Comment la CIA a torturé et menti

New York, de notre correspondante.-(tiré de Mediapart.fr) Le rapport tant attendu sur les techniques d’interrogatoires et de torture de la CIA a enfin été publié le 9 décembre. C’est une synthèse de 525 pages résumant quatre ans d’enquête sur les pratiques adoptées par la CIA à la suite des attentats du 11 septembre 2001. Si ce rapport n’est qu’un résumé d’un document de plus de 6 700 pages, s’il a été expurgé de noms et de nombreux détails, son contenu n’en est pas moins passionnant, dérangeant et accablant. Il est une nouvelle illustration des errements de la guerre contre le terrorisme.

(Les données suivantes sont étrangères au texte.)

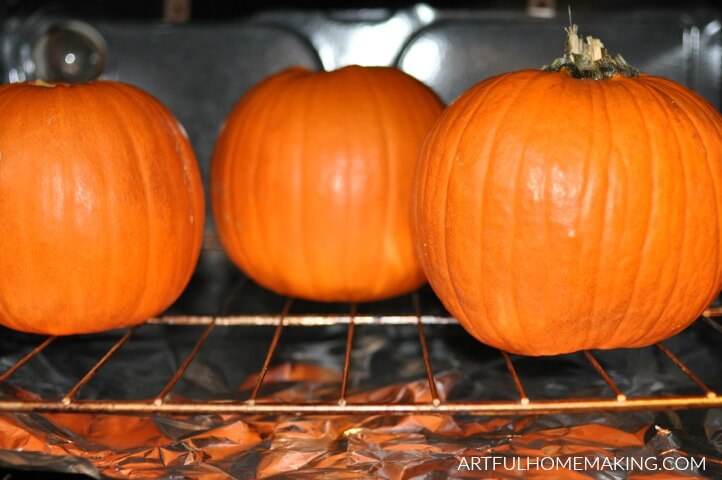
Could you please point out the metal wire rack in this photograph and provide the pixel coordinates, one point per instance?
(161, 403)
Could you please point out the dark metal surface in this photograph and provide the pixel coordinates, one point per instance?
(201, 69)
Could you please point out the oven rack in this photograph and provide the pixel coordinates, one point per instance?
(523, 405)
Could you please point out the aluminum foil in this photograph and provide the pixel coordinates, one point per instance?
(386, 366)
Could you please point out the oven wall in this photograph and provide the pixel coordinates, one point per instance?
(199, 69)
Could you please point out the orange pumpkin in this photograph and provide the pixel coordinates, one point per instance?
(311, 182)
(573, 208)
(101, 207)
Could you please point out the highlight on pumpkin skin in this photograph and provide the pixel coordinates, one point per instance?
(311, 182)
(603, 234)
(103, 211)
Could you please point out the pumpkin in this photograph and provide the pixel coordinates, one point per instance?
(311, 182)
(101, 207)
(573, 208)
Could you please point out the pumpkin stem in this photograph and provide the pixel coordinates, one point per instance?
(588, 59)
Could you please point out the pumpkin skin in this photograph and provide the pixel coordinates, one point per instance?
(101, 207)
(311, 182)
(555, 214)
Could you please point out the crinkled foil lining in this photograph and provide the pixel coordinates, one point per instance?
(386, 366)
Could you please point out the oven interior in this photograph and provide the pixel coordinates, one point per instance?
(229, 347)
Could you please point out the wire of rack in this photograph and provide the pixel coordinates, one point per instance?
(160, 403)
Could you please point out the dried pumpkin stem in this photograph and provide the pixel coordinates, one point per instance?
(588, 59)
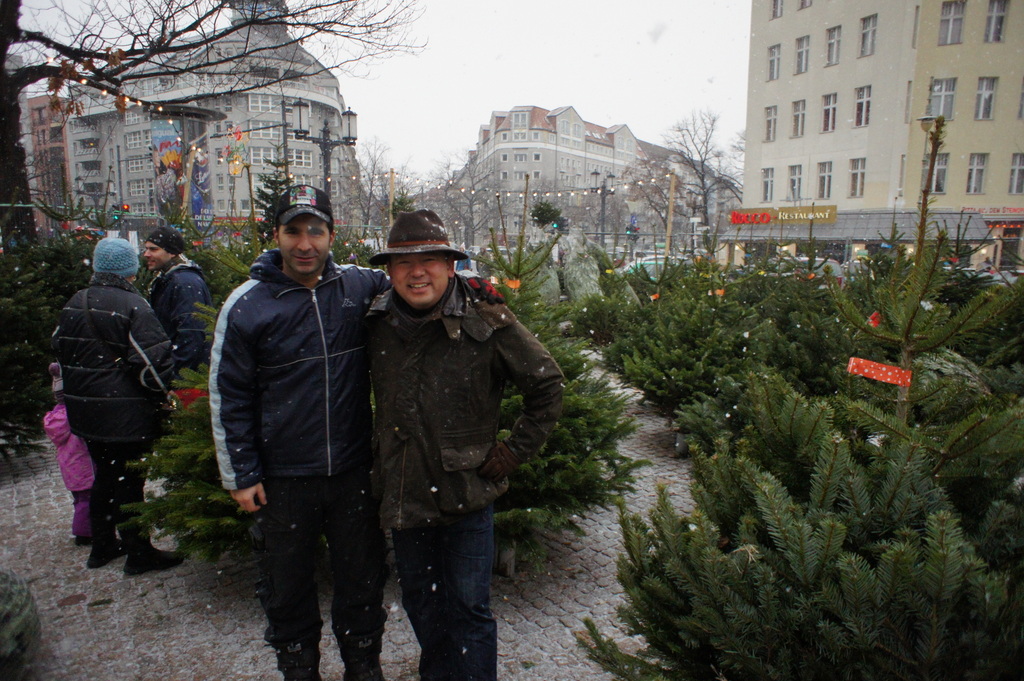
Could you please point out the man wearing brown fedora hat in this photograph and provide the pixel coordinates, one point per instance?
(439, 362)
(292, 422)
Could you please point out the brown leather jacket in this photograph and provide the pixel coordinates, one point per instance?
(437, 397)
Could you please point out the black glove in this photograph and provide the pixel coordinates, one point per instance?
(484, 290)
(499, 464)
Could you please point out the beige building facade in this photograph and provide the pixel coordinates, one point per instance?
(837, 94)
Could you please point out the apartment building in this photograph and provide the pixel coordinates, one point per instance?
(47, 158)
(214, 149)
(556, 149)
(838, 93)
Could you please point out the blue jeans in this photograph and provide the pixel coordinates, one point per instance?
(444, 573)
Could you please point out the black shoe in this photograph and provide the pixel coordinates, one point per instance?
(151, 560)
(299, 662)
(104, 553)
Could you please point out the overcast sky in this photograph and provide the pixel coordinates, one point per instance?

La commission du Sénat chargée du renseignement en est l’auteur. De 2009 à 2013, elle a enquêté sur les méthodes d’interrogatoire adoptées par la CIA. La commission se fixait comme objectif de déterminer si ce « programme de détention et d’interrogatoire » avait été d’une quelconque utilité pour obtenir des renseignements. Ces méthodes, incluant la simulation de noyade ou la privation de sommeil, ont notamment été utilisées dans des prisons secrètes ou « black sites », ouverts dans plusieurs pays sous l’administration de George W. Bush, entre 2002 et 2006. Les prisonniers y étaient tous soupçonnés d’appartenir à Al-Qaïda. Selon le décompte de la CIA, 119 détenus ont fait les frais de ce programme secret, qui sera interdit en janvier 2009.

Le résultat du travail de la commission est un document à charge. Il détaille la brutalité des méthodes utilisées, dépassant ce qui avait déjà pu être révélé ailleurs, notamment dans des rapports d’ONG. Il dénonce l’inefficacité de ces méthodes, en racontant précisément quels types d’informations ont pu être obtenus. Il montre que ces interrogatoires renforcés ont rarement permis d’obtenir des résultats, par exemple lors de la traque d’Oussama Ben Laden. Il se penche enfin sur les discours qu’a tenus la CIA pendant cette période afin de justifier le recours à ces méthodes, auprès des médias, du département de la Justice ou encore du Congrès. Le rapport conclut que l’agence a menti au public et aux autorités, jusqu’au président.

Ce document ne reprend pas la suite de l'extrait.